Personal information
- Full name: Christian Obumeneme Madu
- Date of birth: 9 July 1993 (age 32)
- Place of birth: Nigeria
- Height: 1.85 m (6 ft 1 in)
- Position: Midfielder

Team information
- Current team: Lobi Stars
- Number: 21

Senior career*
- Years: Team / Apps / (Gls)
- 2014–2018: Enugu Rangers / 98 / (4)
- 2018–2019: Nacional / 0 / (0)
- 2019–2022: Enugu Rangers / 36 / (1)
- 2022–: Lobi Stars / 53 / (0)

= Christian Madu =

Nigerian footballer

Christian Obumeneme Madu (born 9 July 1993) is a Nigerian professional footballer who plays as midfielder for Lobi Stars.

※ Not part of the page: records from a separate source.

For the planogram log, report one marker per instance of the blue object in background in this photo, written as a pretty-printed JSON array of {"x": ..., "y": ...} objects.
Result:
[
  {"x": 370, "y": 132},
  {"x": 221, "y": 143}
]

== Early life and career ==
Christian was born in Udi Local Government Area of Enugu State on 9 July 1993. He grew up in Oji River temporarily where he lived with his parents before relocating to Abuja. While he was in Oji River he attended Federal Co-operative College and graduated with an OND in 2012. Christian began his football career during his childhood days, after finishing from college in 2012 he started playing football full-time. In 2014, he signed a four-year contract with Enugu Rangers and started playing professional football and won Enugu Ranger player of the month in the 2015-16 season. In 2017, while still playing for the Enugu Rangers Christian was absent from matches and trainings for several weeks without official notification to the team and following his absence the management of Enugu Rangers issued a statement that Christian had gone "AWOL". During that period they were rumors he had signed another team.

In August 2018, Christian's contract with Enugu Rangers expired and he signed a new contract with Portuguese team CD Nacional. His new contract with CD Nacional is a four-year deal. Madu left the club by mutual consent on 10 January 2019.